To solve this problem, let's break it down into parts.

Problem Statement Recap

• Given that $5^a$ is a factor of $n!$ and the greatest integer value of $a$ is 6, we need to determine the largest possible value of $b$ such that $7^b$ is a factor of $n!$.

Step 1: Understanding $5^a$ as a Factor of $n!$

The problem tells us that $5^a$ is a factor of $n!$, and the largest possible value of $a$ is 6. This means that $a$ represents the sum of all powers of 5 that divide $n!$.

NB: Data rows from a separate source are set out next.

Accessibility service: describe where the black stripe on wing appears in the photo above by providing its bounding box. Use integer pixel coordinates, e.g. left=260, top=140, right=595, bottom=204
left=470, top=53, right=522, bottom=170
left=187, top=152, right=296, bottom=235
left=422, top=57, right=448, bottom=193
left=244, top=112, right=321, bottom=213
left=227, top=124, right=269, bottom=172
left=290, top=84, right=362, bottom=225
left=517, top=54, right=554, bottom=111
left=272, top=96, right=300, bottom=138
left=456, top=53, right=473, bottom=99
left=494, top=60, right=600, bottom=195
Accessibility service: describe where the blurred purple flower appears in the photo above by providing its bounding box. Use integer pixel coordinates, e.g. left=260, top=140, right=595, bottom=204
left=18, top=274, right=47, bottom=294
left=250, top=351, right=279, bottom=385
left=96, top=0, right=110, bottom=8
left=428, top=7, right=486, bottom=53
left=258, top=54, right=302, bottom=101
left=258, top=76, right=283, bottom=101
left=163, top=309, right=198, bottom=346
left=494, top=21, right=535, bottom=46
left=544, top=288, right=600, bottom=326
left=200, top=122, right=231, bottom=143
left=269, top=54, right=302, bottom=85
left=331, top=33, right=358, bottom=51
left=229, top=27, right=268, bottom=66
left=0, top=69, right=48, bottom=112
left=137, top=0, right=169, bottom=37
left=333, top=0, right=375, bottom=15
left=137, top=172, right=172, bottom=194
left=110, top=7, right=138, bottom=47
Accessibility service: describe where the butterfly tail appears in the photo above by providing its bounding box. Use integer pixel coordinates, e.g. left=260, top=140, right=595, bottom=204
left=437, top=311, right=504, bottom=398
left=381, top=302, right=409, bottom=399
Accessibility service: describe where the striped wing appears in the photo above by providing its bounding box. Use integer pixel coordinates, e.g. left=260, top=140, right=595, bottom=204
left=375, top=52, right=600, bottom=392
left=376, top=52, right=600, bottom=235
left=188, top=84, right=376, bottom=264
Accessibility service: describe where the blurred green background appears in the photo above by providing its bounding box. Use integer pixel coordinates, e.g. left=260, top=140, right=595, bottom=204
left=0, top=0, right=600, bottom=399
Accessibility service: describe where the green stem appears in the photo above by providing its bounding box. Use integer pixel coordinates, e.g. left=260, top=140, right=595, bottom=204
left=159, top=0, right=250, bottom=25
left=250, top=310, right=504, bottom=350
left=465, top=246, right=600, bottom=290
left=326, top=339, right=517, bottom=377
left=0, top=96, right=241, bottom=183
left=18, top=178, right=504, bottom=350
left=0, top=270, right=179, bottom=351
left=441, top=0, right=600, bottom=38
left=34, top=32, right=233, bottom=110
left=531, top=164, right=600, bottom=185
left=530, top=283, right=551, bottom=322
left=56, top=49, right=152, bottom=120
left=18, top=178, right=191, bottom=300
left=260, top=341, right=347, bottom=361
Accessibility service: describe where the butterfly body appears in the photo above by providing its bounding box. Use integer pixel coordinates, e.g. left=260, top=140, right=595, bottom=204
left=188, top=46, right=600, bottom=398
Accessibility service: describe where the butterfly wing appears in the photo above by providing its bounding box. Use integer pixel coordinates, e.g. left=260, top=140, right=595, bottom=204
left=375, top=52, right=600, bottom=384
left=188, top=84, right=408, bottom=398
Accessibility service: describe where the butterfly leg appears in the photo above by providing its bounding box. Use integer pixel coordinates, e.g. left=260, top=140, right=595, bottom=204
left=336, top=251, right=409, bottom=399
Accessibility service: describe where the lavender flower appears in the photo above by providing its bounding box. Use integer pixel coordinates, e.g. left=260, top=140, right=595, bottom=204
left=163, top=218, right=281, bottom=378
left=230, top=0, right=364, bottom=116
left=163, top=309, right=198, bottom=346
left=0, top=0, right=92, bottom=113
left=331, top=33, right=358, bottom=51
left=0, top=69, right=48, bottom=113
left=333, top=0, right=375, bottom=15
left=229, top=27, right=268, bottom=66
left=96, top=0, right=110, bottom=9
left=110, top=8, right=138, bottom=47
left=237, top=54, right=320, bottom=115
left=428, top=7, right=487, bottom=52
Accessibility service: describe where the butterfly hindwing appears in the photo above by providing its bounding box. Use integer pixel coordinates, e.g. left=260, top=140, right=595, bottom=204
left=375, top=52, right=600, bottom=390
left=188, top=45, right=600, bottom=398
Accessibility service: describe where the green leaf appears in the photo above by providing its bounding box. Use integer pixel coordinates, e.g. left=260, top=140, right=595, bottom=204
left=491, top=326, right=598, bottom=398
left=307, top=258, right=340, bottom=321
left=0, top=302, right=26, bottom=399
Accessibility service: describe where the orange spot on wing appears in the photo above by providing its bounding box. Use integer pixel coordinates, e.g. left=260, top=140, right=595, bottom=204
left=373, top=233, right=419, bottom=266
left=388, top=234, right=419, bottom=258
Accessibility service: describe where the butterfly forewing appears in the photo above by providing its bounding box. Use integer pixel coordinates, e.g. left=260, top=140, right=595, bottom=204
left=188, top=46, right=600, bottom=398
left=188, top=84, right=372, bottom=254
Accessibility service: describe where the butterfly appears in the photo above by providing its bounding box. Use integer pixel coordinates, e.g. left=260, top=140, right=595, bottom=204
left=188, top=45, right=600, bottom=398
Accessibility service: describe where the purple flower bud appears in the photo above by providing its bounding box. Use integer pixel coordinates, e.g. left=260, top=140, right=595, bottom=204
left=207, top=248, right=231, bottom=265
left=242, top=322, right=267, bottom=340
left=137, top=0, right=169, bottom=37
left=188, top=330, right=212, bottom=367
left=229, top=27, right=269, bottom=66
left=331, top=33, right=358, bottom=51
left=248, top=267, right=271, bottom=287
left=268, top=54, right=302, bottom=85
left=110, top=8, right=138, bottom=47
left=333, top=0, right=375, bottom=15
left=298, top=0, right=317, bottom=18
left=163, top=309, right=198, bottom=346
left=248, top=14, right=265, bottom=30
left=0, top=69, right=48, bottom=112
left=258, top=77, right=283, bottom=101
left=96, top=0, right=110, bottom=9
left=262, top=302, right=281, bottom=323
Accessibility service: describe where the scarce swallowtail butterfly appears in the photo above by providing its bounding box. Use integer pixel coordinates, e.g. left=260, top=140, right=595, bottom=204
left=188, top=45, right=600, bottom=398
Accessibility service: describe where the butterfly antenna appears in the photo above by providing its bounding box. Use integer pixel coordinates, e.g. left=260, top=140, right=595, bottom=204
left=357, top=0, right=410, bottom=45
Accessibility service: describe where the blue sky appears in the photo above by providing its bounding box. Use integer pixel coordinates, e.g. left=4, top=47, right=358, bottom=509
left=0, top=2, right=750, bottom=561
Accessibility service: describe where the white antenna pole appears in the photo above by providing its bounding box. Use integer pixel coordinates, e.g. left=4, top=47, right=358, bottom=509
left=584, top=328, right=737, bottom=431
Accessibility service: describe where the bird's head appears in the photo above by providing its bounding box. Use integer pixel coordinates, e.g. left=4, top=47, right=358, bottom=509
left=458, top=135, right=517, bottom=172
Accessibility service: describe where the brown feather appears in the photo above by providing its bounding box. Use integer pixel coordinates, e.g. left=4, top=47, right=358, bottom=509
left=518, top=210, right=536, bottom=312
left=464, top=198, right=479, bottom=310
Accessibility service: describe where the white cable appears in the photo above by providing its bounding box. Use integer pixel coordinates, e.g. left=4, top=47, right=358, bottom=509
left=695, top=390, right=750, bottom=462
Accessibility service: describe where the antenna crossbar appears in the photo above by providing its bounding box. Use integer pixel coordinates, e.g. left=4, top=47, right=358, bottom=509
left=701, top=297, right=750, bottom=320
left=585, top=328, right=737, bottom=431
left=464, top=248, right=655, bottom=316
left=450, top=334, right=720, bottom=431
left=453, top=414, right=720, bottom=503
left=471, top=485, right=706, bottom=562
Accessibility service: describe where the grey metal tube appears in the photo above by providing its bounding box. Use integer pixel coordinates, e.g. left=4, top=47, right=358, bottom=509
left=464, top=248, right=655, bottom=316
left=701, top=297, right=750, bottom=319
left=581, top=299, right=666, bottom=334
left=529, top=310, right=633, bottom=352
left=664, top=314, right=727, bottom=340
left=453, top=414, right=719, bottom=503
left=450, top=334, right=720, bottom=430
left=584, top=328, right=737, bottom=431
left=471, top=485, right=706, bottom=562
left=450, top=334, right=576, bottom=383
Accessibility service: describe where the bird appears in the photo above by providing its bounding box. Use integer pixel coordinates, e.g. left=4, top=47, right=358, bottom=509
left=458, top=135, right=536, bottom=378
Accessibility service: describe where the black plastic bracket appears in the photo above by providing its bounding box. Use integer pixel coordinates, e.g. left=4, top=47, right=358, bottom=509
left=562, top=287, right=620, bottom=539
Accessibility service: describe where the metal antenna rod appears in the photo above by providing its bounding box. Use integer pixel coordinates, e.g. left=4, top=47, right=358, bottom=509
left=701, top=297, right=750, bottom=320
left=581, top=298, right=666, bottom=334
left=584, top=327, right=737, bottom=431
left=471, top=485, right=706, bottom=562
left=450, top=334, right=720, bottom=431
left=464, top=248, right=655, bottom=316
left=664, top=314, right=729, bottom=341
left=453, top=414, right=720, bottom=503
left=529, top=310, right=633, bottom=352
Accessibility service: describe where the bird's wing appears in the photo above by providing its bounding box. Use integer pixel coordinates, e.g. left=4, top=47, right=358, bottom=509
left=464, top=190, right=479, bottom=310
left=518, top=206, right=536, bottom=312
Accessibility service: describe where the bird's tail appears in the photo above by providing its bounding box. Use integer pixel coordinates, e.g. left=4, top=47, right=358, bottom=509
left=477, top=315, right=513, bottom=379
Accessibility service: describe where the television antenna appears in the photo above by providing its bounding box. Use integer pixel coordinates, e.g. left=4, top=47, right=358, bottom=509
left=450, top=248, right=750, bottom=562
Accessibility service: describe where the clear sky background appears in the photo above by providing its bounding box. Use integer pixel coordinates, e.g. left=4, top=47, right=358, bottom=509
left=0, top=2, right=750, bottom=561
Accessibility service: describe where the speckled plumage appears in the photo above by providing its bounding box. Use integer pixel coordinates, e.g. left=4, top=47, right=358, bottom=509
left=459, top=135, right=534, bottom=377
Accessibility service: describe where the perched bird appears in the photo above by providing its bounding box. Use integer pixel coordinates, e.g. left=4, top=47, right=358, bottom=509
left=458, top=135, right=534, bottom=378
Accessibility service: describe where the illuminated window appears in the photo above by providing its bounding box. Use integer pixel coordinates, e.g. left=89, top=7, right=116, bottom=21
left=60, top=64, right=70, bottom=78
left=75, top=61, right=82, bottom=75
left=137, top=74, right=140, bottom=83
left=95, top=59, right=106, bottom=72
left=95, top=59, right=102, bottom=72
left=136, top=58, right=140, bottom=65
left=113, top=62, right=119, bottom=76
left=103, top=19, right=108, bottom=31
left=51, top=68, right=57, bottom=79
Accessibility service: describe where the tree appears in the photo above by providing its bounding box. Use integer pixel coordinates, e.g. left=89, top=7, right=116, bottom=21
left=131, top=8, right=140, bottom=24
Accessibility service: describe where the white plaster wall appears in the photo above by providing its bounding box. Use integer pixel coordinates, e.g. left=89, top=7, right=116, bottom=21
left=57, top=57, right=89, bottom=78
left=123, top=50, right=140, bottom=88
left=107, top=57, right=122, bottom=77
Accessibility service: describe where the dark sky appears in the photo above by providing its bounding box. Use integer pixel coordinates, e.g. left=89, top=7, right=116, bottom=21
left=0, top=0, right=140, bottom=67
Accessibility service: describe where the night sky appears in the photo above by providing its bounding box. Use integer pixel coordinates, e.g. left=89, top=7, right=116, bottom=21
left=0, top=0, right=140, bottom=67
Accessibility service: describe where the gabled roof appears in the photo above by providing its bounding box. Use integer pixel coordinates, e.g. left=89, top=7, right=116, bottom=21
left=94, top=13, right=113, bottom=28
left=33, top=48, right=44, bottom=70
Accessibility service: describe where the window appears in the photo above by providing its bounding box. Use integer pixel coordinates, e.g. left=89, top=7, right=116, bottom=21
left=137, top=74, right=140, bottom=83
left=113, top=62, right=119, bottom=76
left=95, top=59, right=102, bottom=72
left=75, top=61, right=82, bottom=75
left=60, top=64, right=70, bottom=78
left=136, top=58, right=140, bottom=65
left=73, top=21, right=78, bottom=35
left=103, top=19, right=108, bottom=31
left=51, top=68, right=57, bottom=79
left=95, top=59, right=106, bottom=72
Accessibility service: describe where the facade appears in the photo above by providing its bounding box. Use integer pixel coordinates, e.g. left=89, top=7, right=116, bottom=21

Mathematically, we calculate the number of factors of 5 in $n!$ as follows:

$a = \left\lfloor \frac{n}{5} \right\rfloor + \left\lfloor \frac{n}{25} \right\rfloor + \left\lfloor \frac{n}{125} \right\rfloor + \cdots$

We want $a = 6$, so let's find the smallest $n$ such that this sum equals 6.

Step 2: Calculate $n$ such that $a = 6$

Start with small values of $n$:

For $n = 25$:

$a = \left\lfloor \frac{25}{5} \right\rfloor + \left\lfloor \frac{25}{25} \right\rfloor = 5 + 1 = 6$

So, $n = 25$ gives $a = 6$. Therefore, $n = 25$ is the smallest $n$ that satisfies the condition.

Step 3: Determine the Largest $b$ for $7^b$ to Be a Factor of $25!$

Now, we need to calculate how many factors of 7 are in $25!$. The number of factors of 7 is calculated similarly:

$b = \left\lfloor \frac{25}{7} \right\rfloor + \left\lfloor \frac{25}{49} \right\rfloor$

Calculating each term:

$\left\lfloor \frac{25}{7} \right\rfloor = 3$

$\left\lfloor \frac{25}{49} \right\rfloor = 0$

Adding these together:

$b = 3 + 0 = 3$

Conclusion

The largest possible value of $b$ is 3.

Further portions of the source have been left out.